The romantic holiday known as Valentine’s Day has a history most don’t know about. Some who were asked had no idea when or where it started and one even believed the holiday was started by the candy companies to increase sales. Senior Andrew Boyd knows only that, “It has something to do with a guy called St. Valentine”. He’s not wrong, as the holiday was named after this gentleman. St. Valentine became well known during the 3rd century in the Roman Empire. According to, “When Emperor Claudius II decided that single men made better soldiers than those with wives and families, he outlawed marriage for young men”. St. Valentine disagreed with this decision and continued to marry young lovers. This, in turn, lead to his execution. But to this day, families, couples, and friends celebrate around the country gifting chocolates, cards, and flowers to show our loved ones how much they mean to us.

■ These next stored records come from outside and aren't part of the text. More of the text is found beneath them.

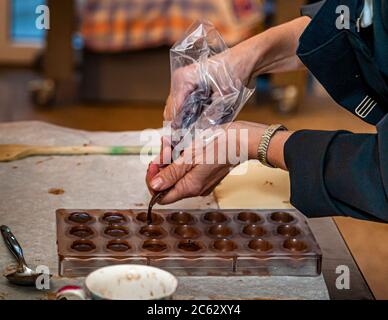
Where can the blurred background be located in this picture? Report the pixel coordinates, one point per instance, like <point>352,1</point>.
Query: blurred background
<point>104,65</point>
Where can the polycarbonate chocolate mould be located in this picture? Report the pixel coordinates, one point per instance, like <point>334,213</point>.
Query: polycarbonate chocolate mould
<point>189,242</point>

When high school students look back on their elementary years, Valentine’s Day consisted of giving out candies to their classmates and making heart shaped crafts together. Celeste Wilhelm, a third grader at Centennial Elementary School, says she is very excited for Valentine’s Day. For her, February 14th is not a day for romance but a day to give and receive candy,  “We have a party in our class. We give candy to each other and put them in our baskets we made,” says Wilhelm. When she was asked if she had a Valentine, she gave an embarrassed grin but replied with a loud and prolonged “No”, obviously wanting to change the subject. Her brother Micah Wilhelm, a 7th grader at Washington Middle School, does Valentine’s Day a bit differently. Although he recalls doing similar things his sister is doing in elementary school, this year he is celebrating with his girlfriend. However, when he was asked if he was excited for this special day, he replies with, “I don’t know, it’s just not my holiday”. Junior Wu Merkurieff also feels unattached to this holiday, “I’m not excited for Valentine’s Day at all because I’m single,” he says with a laugh. “I usually go eat Panda Express or something,” he explains. A definite correlation between age and the fondness of Valentine’s Day begins to show as Boyd answers with the most unenthusiastic mood out of all the interviewees. He says, “I’m not excited for Valentine’s Day because I’m single and it doesn’t matter”. It seems that the older students get, the less positively they appear to think about about the 14th of February.

Valentine’s Day is something everyone can enjoy and celebrate whether they are in a relationship or single. If you decide on surprising your special someone or locking yourself in your room to cry and watch romcoms, do what makes you happy. Just remember that showing how much you love someone should be done everyday and not just once a year.